A SUSTAINABLE RAW RICE HUSK ADSORBENT FOR EFFECTIVE LEVOFLOXACIN REMOVAL FROM AQUEOUS SOLUTION: KINETIC, THERMODYNAMIC AND ISOTHERM STUDIES
DOI:
https://doi.org/10.36103/ijas.v54i5.1841Keywords:
adsorption, Freundlich model, optimizationAbstract
Levofloxacin (LEV) is an important and widely used antibiotic. It is used to treat many bacterial infections. It may be found in water sources as a result of incomplete metabolism in humans and other sources. In this study, the adsorption of Levofloxacin by raw rice husk (RRH) was investigated. The effect of pH, time, temperature, RRH weight, and initial Levofloxacin concentration on the adsorption process were determined. Kinetic, isotherm and thermodynamic models were studied to explain the Levofloxacin adsorption mechanism on raw rice husk.
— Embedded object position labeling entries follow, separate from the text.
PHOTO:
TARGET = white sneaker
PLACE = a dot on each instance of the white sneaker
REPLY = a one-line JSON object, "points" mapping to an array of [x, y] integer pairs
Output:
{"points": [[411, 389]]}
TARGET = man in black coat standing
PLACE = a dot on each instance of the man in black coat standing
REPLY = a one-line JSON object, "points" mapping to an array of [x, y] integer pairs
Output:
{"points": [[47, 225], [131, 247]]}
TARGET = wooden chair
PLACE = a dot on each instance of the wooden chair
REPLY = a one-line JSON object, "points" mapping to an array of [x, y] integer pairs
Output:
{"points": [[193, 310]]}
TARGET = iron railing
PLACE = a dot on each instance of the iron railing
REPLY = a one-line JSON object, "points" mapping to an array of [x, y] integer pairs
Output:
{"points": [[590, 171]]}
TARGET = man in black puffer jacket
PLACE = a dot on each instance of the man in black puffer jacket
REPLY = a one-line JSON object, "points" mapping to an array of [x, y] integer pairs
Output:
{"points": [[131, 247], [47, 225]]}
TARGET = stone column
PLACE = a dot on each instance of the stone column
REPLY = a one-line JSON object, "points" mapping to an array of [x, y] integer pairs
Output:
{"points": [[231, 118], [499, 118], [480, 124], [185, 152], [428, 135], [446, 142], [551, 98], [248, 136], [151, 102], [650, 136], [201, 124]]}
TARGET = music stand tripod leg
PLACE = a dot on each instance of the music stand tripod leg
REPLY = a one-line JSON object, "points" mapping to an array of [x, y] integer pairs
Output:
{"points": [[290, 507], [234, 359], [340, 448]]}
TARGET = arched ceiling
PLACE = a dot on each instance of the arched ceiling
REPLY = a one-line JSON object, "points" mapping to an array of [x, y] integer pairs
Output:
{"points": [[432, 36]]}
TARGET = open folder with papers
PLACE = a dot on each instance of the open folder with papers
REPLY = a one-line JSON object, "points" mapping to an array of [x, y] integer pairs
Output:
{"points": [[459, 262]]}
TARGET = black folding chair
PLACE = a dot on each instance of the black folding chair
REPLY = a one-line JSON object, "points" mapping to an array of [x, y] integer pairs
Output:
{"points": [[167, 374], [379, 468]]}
The results of adsorption kinetics and isotherms revealed that the adsorption of LEV by RRH was better fitted with the Intraparticle model with coefficient of determination (R2=96%), while the Langmuir model represents the best isotherm model to describe the adsorption process with (R2 =95%). The removal efficiency reached 99% , the monolayer maximum uptake qmax is 2.47 mg/g and the adsorption intensity parameter (1/n) value is 0.763, which means that the adsorption is favorable. According to the thermodynamic coefficients, the adsorption process was spontaneous and feasible for the temperatures under investigation; the sorption efficiency was more favorable at higher temperatures, and the adsorption process is endothermic.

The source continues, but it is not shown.